Ainsi relira-t-il le sentiment de culpabilité au complexe d’Œdipe qui comporte ces éléments : désir de tuer le père et de séduire la mère pour le petit garçon, crainte de représailles de la part du père sous forme de réalisation de la menace de castration, rivalité fraternelle, désirs, haine et craintes d’une violence extrême chez l’enfant, dans un 2ème temps refoulés dans l’Inconscient, ce qui constitue l’amnésie infantile. Mais chez le petit Sigismund Freud, comme chez un certain nombre de patients, la situation se complexifie du fait des évènements et de leur poids traumatique ; ainsi, contrairement à ce qui se passe pour le petit Hans (Herbert Graf), dont l’hostilité à l’égard du père et la crainte de représailles, soit l’angoisse de castration, se manifeste par une phobie intense des chevaux, mais dont le père restera bien vivant et aimé autant que détesté, chez Freud, la mort du petit frère jalousé entrainera une sorte de collage entre la réalité et le fantasme : ce que le petit Sigismund a espéré s’est réalisé, confirmant pour l’enfant le pouvoir de vie et de mort inhérent à ses pensées. On comprend que la naissance d’Anna, réactualisant les sentiments éprouvés à l’égard de Julius ait été particulièrement angoissante pour Sigismund.
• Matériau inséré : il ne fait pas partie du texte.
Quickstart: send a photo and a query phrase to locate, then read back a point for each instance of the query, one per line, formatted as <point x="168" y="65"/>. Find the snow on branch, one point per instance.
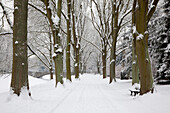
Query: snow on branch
<point x="41" y="11"/>
<point x="152" y="9"/>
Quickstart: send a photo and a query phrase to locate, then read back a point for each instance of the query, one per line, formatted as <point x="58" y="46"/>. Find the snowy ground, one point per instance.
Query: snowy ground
<point x="90" y="94"/>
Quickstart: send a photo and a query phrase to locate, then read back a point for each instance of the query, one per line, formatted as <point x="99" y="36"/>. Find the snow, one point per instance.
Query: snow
<point x="16" y="42"/>
<point x="54" y="55"/>
<point x="112" y="61"/>
<point x="139" y="37"/>
<point x="90" y="94"/>
<point x="55" y="19"/>
<point x="59" y="50"/>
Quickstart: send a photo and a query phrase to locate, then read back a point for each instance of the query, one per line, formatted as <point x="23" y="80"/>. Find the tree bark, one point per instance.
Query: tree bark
<point x="20" y="60"/>
<point x="104" y="54"/>
<point x="76" y="45"/>
<point x="114" y="40"/>
<point x="146" y="80"/>
<point x="68" y="66"/>
<point x="135" y="70"/>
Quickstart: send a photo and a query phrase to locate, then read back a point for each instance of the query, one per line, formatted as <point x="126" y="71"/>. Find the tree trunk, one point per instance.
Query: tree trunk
<point x="146" y="80"/>
<point x="76" y="45"/>
<point x="51" y="58"/>
<point x="104" y="54"/>
<point x="114" y="40"/>
<point x="20" y="60"/>
<point x="56" y="39"/>
<point x="68" y="66"/>
<point x="135" y="70"/>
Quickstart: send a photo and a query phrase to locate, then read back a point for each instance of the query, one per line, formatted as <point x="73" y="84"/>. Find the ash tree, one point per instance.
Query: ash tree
<point x="143" y="14"/>
<point x="159" y="42"/>
<point x="19" y="79"/>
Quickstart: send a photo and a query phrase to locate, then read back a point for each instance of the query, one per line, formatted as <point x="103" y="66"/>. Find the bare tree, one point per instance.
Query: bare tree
<point x="19" y="79"/>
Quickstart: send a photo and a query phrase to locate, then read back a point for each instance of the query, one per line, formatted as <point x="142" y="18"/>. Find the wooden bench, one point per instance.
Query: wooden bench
<point x="134" y="91"/>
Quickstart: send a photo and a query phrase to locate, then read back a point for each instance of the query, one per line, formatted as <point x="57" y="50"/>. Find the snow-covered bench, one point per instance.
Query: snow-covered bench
<point x="134" y="91"/>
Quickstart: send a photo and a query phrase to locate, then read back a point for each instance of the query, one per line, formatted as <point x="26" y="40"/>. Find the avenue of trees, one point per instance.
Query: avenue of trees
<point x="76" y="30"/>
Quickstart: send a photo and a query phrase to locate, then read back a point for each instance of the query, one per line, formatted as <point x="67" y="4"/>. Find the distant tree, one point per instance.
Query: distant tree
<point x="68" y="66"/>
<point x="135" y="70"/>
<point x="120" y="9"/>
<point x="100" y="18"/>
<point x="19" y="79"/>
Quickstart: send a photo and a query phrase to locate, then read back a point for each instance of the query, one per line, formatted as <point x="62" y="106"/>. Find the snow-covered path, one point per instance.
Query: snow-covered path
<point x="90" y="94"/>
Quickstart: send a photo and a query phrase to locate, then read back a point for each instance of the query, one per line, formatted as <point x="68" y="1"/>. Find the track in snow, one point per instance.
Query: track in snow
<point x="86" y="97"/>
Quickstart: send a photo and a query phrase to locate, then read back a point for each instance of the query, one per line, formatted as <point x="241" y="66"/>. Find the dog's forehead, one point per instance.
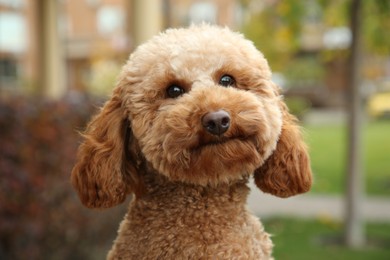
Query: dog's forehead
<point x="197" y="49"/>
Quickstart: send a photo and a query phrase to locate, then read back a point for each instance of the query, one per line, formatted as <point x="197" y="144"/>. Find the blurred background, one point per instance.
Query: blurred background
<point x="58" y="63"/>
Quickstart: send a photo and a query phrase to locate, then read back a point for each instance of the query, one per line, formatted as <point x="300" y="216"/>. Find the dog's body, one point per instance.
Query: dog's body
<point x="191" y="222"/>
<point x="194" y="116"/>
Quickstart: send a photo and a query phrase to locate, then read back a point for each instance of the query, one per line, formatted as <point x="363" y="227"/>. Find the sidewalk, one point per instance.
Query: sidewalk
<point x="313" y="206"/>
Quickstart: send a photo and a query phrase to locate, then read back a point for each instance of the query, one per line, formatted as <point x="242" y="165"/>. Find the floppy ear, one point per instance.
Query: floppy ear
<point x="104" y="173"/>
<point x="287" y="171"/>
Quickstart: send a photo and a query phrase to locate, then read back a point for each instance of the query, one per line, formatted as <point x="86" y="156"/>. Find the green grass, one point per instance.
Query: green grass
<point x="328" y="152"/>
<point x="322" y="239"/>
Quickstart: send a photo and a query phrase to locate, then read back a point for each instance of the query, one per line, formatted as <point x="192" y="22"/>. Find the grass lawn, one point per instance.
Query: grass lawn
<point x="321" y="239"/>
<point x="328" y="154"/>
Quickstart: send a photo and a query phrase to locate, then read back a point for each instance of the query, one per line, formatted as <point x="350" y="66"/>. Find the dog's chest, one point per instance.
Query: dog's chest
<point x="193" y="227"/>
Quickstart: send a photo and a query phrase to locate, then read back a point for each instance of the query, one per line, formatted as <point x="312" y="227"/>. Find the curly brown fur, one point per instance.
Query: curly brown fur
<point x="190" y="184"/>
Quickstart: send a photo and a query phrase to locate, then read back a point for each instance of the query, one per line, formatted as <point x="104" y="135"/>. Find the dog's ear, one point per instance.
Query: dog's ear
<point x="287" y="171"/>
<point x="103" y="174"/>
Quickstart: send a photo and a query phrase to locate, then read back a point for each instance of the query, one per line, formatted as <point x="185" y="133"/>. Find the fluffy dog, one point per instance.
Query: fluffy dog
<point x="193" y="116"/>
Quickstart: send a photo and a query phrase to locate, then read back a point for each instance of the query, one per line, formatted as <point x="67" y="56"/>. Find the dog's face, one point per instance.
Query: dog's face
<point x="201" y="108"/>
<point x="180" y="79"/>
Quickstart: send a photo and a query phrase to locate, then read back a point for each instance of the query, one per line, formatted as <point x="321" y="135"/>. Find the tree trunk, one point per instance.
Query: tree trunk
<point x="354" y="226"/>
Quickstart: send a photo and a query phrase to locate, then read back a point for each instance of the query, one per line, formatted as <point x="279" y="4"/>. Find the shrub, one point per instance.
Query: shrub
<point x="40" y="214"/>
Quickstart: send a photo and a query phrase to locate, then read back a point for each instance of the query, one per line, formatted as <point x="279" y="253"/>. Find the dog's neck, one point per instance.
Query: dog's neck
<point x="227" y="196"/>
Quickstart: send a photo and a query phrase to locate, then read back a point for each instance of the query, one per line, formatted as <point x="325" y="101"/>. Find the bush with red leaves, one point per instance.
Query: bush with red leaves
<point x="40" y="214"/>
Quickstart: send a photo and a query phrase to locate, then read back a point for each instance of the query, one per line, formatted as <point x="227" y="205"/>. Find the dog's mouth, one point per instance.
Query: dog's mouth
<point x="220" y="141"/>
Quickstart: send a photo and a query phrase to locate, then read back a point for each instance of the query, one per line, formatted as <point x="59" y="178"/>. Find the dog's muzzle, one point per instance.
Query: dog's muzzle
<point x="216" y="123"/>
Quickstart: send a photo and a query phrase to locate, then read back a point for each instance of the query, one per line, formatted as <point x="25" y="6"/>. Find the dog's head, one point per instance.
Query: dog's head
<point x="198" y="106"/>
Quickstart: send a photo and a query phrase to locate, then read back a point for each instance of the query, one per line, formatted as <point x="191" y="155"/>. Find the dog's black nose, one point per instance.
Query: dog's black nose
<point x="216" y="123"/>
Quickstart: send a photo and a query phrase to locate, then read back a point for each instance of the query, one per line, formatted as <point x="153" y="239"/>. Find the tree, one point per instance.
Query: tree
<point x="354" y="226"/>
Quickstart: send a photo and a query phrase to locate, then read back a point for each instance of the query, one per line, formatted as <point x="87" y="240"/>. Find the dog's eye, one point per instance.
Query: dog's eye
<point x="226" y="81"/>
<point x="174" y="91"/>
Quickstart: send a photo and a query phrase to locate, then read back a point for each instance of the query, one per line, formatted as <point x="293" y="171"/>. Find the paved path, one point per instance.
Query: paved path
<point x="312" y="206"/>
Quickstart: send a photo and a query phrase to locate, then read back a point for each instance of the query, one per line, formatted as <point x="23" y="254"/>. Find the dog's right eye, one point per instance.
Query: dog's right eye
<point x="174" y="91"/>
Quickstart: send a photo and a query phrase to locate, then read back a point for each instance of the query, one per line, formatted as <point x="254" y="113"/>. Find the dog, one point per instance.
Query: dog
<point x="193" y="117"/>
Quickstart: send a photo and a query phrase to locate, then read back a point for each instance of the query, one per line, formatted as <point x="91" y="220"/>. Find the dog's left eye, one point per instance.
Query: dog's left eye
<point x="226" y="81"/>
<point x="174" y="91"/>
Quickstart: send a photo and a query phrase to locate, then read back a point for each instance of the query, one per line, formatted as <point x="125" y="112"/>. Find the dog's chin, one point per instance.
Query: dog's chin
<point x="217" y="161"/>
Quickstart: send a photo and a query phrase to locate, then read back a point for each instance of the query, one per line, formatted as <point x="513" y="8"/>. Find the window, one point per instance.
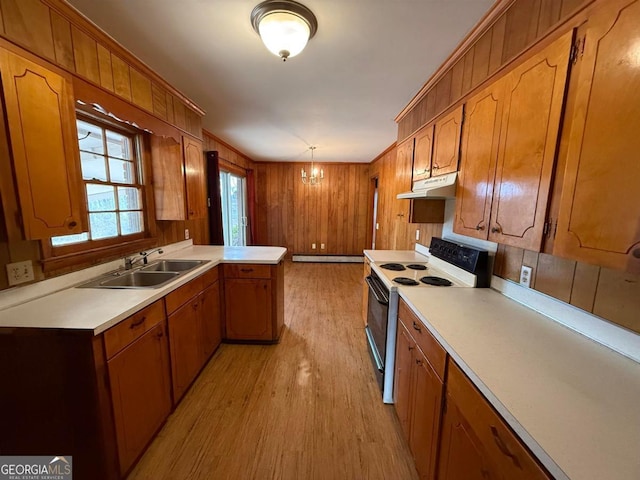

Mais même là le sentiment de culpabilité n’a pas que des aspects négatifs : un homme, MR T. avait vu mourir son petit frère de 1 an alors que lui-même en avait 2, mort qui avait laissé la jolie mère de ces 2 garçons endeuillée à vie ; puis, lors de sa puberté, moment où se revivifient les motions de l’enfance, son père, personnage brillant, admiré et cultivé, a fait une décompensation psychotique…Ce n’est que lors de son analyse, en revivant dans le transfert à des moments charnières des émotions intenses d’ordre œdipien vis-à-vis de son analyste que Mr T. a pu comprendre par le dedans l’intensité de son sentiment de culpabilité (se manifestant par un sentiment de non existence, comme identifié au petit garçon mort, et par des échecs successifs, tant personnels que professionnels, alors même qu’il s’agissait d’un homme fort intelligent et sympathique)…Mais aussi est devenu évident le fait que ce sentiment d’être un grand coupable, voire le plus grand coupable devant l’éternel le préservait du sentiment d’absurdité et de détresse sans appel qu’aurait pu engendrer cette mort précoce du frère et cette folie du père…Se sentir coupable, c’est garder une maitrise sur des évènements, leur donner, au moins provisoirement, un sens. On ne peut que noter la culpabilité qu’éprouvent les parents mettant au monde un enfant handicapé, culpabilité à ne pas trop vite contredire car une décompensation plus grave pourrait s’ensuivre ! Il se peut du reste que, dans un certain nombre de cas, pas tous malheureusement, la culpabilité dont disent avoir été affublés certains parents d’enfants autistes par des Psychanalystes incompétents soit en fait leur culpabilité à eux, projetée sur l’autre (j’ai moi-même des expériences de thérapies avec des mères d’enfants autistes : il me semble que la culpabilité ne manque jamais ; mieux vaut pouvoir en faire quelque chose)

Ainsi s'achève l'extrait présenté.